Алби
Шрифт:
— Боже мой, — потрясённо прошептала Алби, дыша как-то через раз, — боже мой... Как это... прекрасно. Почему в Ойкумене этого нет?
— Чего? — Гарт, чертыхаясь, пытался развязать ей руки. Мокрая ткань врезалась в кожу, и кисти начали приобретать нехороший голубоватый оттенок. Алби не обращала на него ни малейшего внимания, всё так же завороженно глядя на берег.
— Вот этого... Этой... красоты... почему? Откуда это?
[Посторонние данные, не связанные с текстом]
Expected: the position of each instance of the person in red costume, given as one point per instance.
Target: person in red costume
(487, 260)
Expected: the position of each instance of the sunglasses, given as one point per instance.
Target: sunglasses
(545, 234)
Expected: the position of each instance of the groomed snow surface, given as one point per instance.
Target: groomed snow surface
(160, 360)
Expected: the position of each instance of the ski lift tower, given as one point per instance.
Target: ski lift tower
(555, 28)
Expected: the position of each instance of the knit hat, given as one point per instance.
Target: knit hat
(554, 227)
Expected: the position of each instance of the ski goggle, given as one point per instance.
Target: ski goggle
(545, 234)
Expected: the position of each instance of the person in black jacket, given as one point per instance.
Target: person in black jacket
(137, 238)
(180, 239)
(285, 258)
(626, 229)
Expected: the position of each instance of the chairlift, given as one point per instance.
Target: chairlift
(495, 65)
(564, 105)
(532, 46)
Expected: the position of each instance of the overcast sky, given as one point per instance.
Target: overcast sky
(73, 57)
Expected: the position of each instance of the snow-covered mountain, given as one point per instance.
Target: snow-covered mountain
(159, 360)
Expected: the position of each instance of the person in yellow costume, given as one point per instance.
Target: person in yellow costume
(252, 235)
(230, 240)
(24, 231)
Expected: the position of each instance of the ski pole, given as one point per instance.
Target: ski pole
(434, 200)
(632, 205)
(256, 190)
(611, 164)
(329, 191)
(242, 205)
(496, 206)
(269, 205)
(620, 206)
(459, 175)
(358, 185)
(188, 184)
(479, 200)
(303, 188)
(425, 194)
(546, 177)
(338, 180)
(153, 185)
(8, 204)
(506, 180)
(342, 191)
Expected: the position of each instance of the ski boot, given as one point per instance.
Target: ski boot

Почему у нас создана гигантская ирригационная система, чтобы растения не засохли, люди трясутся над каждым деревцем, половина мощи опреснителей работает на орошение плантаций,
— Потому что в Ойкумене люди сами создавали себе среду обитания, — Рифус наконец размотал Алби руки и покачал головой, увидев, во что они превратились, — а здесь природа решала сама, без нас. За триста лет уж как-то можно было оправиться ото всех потрясений. Дай сюда руки.
Тут Алби наконец-то обратила внимание на манипуляции Гарта. Увидев свои посиневшие пальцы, она вздрогнула.
— Давай сюда, — раздражённо повторил Рифус, — тебе надо руки растереть, чтобы восстановить кровоток. Учти, это довольно неприятные ощущения.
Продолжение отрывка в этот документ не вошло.